We end up with the array of [8, 3, 1, 6, 4, 7, 10, 14, 13]. This is called preorder traversal.
The other variants are quite similar; the only thing we do is change the order. When I say “process the node,” I mean you do whatever operation you’re going to do: add it to an array, copy the node, or whatever that may be.
In preorder traversal, you process the node, then recursively call the method on the left subtree and then the right subtree.
In inorder traversal, you first recursively call the method on the left tree, then process the node, and then call the method on the right tree.
Postorder traversal, as you have guessed, you recursively call the method on the left subtree, then the left subtree, then you process the node. The results of these are as follows:
text// preorder[8, 3, 1, 6, 4, 7, 10, 14, 13]// inorder[1, 3, 5, 6, 7, 8, 10, 13, 14]// postorder[1, 4, 7, 6, 3, 13, 14, 10, 8]
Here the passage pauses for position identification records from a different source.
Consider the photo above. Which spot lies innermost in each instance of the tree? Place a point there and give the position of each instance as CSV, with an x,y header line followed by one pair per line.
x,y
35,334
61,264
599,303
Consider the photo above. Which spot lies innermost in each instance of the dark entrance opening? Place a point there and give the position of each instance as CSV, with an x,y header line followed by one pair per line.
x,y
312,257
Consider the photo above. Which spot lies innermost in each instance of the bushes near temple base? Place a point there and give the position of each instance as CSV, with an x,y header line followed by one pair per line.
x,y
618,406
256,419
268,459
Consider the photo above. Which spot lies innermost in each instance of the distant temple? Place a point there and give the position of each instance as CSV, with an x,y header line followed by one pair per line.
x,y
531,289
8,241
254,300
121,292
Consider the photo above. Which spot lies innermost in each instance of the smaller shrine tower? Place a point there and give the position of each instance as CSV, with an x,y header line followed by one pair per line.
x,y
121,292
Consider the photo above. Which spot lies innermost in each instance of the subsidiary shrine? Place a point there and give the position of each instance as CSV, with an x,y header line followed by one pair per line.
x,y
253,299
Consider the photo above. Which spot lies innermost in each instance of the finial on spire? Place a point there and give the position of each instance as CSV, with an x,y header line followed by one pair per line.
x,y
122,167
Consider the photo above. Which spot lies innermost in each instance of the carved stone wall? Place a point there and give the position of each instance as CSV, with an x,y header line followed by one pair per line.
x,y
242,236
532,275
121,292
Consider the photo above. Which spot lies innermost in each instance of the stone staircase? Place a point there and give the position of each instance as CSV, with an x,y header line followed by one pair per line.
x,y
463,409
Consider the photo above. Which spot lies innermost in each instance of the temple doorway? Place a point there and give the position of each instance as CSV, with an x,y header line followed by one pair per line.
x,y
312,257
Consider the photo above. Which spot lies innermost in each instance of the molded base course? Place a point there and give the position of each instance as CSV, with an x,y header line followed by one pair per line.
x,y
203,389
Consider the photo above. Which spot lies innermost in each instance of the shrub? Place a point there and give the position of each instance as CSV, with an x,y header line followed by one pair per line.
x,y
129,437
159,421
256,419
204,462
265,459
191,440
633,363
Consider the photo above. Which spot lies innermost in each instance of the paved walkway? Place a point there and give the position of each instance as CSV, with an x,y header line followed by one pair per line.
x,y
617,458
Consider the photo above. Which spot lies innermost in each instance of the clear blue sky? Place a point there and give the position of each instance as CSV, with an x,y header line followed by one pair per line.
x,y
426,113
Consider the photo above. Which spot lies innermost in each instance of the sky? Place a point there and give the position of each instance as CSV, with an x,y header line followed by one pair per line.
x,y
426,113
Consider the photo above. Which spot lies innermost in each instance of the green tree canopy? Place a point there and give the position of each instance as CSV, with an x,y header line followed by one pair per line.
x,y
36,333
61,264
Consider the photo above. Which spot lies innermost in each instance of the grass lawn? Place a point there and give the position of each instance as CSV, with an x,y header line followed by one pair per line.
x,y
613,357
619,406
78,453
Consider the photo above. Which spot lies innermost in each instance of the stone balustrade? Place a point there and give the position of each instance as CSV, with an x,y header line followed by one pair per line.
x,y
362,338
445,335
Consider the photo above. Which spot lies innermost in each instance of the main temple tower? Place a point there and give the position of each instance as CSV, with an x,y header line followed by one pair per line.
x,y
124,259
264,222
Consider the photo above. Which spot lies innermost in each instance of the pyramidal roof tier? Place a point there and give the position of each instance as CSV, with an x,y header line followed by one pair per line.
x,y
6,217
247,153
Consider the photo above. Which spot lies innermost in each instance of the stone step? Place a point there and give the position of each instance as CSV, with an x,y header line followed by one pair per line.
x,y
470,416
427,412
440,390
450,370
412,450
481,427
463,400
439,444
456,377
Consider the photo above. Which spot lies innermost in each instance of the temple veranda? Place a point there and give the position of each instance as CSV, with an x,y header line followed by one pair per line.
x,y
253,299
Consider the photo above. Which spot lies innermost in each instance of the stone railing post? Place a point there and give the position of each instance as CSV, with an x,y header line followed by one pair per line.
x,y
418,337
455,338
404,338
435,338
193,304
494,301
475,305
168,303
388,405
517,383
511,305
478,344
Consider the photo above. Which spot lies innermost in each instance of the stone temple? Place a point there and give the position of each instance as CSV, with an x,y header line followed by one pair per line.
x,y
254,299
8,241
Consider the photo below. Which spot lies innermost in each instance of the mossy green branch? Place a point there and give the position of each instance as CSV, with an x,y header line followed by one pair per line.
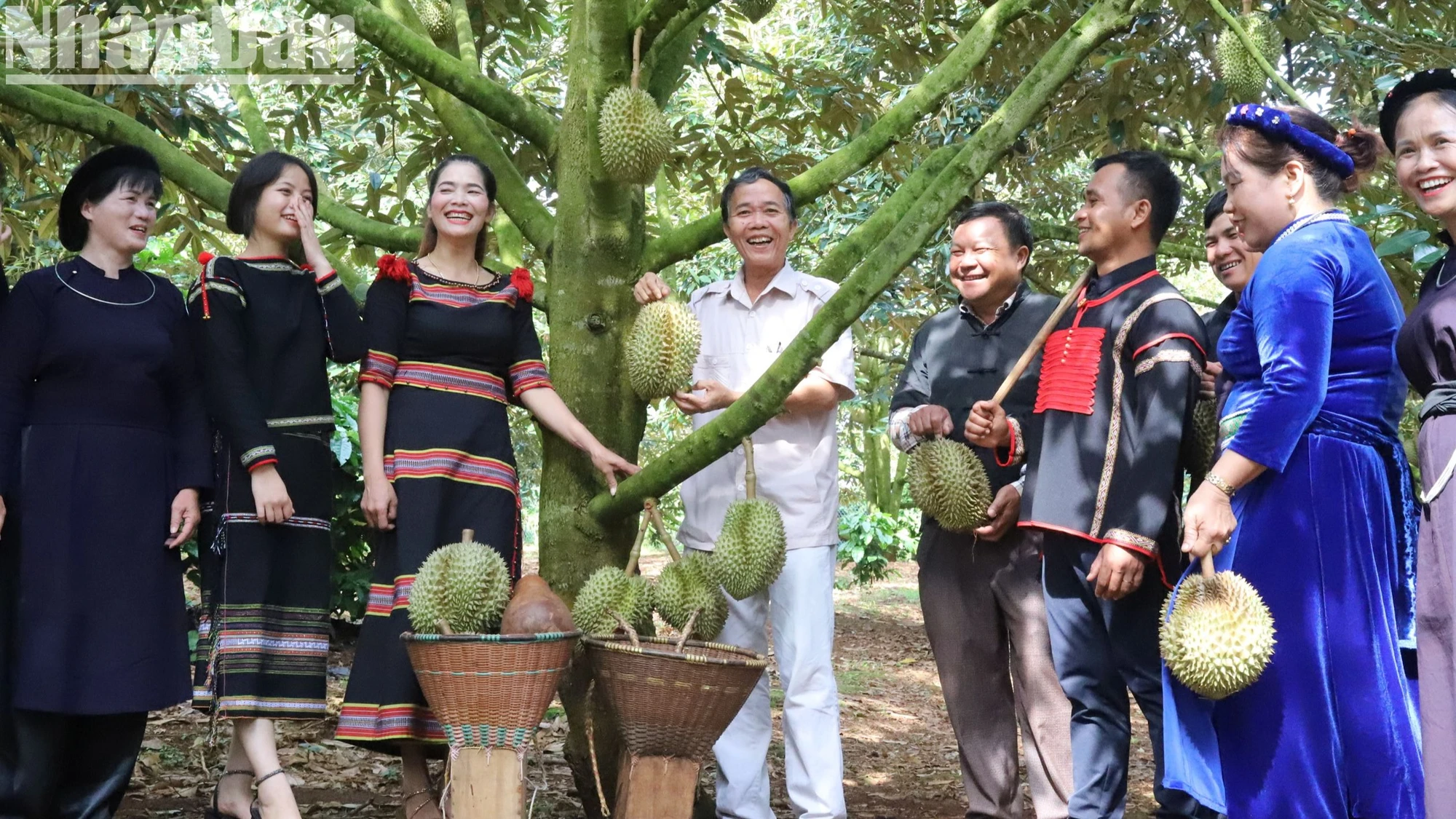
x,y
914,228
443,69
1259,58
953,74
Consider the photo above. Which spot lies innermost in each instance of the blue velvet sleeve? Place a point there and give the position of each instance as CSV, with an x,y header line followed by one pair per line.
x,y
1292,301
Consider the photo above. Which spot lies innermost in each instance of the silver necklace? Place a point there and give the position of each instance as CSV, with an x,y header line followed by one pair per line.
x,y
1447,263
62,279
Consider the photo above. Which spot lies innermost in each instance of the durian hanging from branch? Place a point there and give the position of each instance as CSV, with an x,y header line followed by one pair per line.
x,y
662,349
1247,53
752,548
633,133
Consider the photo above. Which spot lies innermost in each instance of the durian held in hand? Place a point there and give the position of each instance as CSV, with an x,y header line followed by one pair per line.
x,y
662,349
950,484
633,133
467,589
1219,636
752,548
1241,74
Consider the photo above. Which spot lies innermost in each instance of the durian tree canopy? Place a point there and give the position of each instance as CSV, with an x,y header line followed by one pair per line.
x,y
882,117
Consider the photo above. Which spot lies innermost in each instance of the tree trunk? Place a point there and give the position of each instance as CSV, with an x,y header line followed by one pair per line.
x,y
601,228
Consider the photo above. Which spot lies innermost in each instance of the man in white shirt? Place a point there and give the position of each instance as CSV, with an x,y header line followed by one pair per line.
x,y
748,321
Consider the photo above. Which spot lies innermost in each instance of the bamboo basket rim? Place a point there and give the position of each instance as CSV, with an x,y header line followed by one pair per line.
x,y
624,644
542,637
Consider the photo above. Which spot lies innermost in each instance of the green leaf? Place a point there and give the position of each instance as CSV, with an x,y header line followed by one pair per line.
x,y
1401,242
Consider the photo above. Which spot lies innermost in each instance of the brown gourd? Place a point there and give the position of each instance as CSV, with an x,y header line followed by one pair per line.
x,y
535,609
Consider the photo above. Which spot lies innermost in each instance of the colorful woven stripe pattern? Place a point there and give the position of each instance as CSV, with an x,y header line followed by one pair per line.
x,y
451,464
452,379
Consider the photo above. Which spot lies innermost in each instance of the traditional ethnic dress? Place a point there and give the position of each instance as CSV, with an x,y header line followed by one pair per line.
x,y
1428,353
267,331
101,426
452,356
1119,381
1326,535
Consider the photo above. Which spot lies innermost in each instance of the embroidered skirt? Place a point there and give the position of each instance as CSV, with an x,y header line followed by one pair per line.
x,y
449,456
263,643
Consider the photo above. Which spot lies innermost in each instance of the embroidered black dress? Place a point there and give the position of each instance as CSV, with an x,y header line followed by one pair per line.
x,y
452,357
101,424
267,331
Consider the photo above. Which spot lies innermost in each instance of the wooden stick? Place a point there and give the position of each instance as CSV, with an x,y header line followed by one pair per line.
x,y
662,528
637,548
751,475
1042,339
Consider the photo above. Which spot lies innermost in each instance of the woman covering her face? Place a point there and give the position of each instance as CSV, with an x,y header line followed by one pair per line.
x,y
451,347
267,331
1310,499
1419,124
103,454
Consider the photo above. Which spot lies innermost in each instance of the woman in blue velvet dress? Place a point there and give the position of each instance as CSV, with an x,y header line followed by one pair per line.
x,y
1311,500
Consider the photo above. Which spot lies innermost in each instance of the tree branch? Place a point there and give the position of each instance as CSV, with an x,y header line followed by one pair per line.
x,y
665,21
899,120
443,69
1259,58
915,226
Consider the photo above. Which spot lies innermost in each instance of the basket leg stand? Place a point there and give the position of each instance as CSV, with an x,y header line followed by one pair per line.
x,y
486,783
656,787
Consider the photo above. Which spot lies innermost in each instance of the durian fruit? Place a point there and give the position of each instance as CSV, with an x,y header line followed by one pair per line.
x,y
461,587
752,548
612,592
756,9
685,587
950,484
1202,439
436,15
634,135
1241,74
1219,636
662,349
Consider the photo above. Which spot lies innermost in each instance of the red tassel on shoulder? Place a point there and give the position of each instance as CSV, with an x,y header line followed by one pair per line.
x,y
522,282
394,267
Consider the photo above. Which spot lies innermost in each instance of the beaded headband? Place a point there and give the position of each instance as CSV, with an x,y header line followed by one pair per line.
x,y
1278,124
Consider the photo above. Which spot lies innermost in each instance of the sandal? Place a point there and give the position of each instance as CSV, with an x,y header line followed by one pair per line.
x,y
404,804
257,812
213,812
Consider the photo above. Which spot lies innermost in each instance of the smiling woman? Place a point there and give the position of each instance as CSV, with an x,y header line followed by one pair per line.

As you can see, it depends on what you’re doing on which of these you use. For a sorted list out of a BST, you’d want to use inorder. If you’re making a deep copy of a tree, preorder traversal is super useful since you’d copy a node, and then add its left child and then its right tree. Postorder would be useful if you’re deleting a tree since you’d process the left tree, then the right, and only after the children had been deleted would you delete the node you’re working on.
So let’s go give this a shot!
Exercises
Breath-first Traversal
Now that you’ve done depth-first, let’s tackle breadth-first. Breadth-first isn’t recursive processing of subtrees like depth-first. Instead we want to process one layer at a time. Using the tree above, we want the resulting order to [8, 3, 10, 1, 6, 14, 4, 7, 13]. In other words, we start at the root, and slowly make our way “down” the tree.
The way we accomplish this is using our old friend, the queue. A queue is an array that the first thing you into is the first thing you get out of it (FIFO, first in first out, as opposed a stack which is first in last out, FILO.) Another way of thinking about it is that if you call dequeue on a queue, the item that has been in there the longest is the one that comes out.
What we’re going to do is process the node, then add the left child to the queue and then add the right child to the queue. After that, we’ll just dequeue an item off of the queue and call our function recursively on that node. You keep going until there’s no items left in the queue.
Let’s do the exercise! This can be solved recursively or iteratively, with the iterative result being the preferred of the two.
text-> start function by adding root to the queue, queue = [8]-> process 8, add to final array array = [8]-> queue 3 and 10 to queue, queue = [3, 10]-> dequeue 3, queue = [10]-> queue 3's children, queue = [10, 1, 6]-> add 3 to final array, array = [8, 3]-> dequeue 10, queue = [1, 6]-> queue 10's children, queue = [1, 6, 14]-> add 10 to final array, array = [8, 3, 10]-> dequeue 1, queue = [6, 14]-> queue 1's children, nothing-> add 1 to final array, [8, 3, 10, 1][etc.]final array is [8, 3, 10, 1, 6, 14, 4, 7, 13]
So why is this useful? This is really useful if you’re looking for something you know is going to be near the root of the tree or if you’re looking for the “closest” (e.g. least hops) node to something. For example, if your tree represents a social network and you’re looking to recommend to them who to follow, you might do a breadth-first traversal of their social contacts and recommend them people with 2 degrees of separation. Breadth-first traversal is perfect for that.
Breadth-first traversals are useful for many things and we’ll be using the algorithm when we do path-finding, but the gist of when you use them is that you know the answer for what you’re looking for is “closer” to the root node as opposed to far away when you would use depth-first. Again, it’s all trade-offs and what you’re trying to do.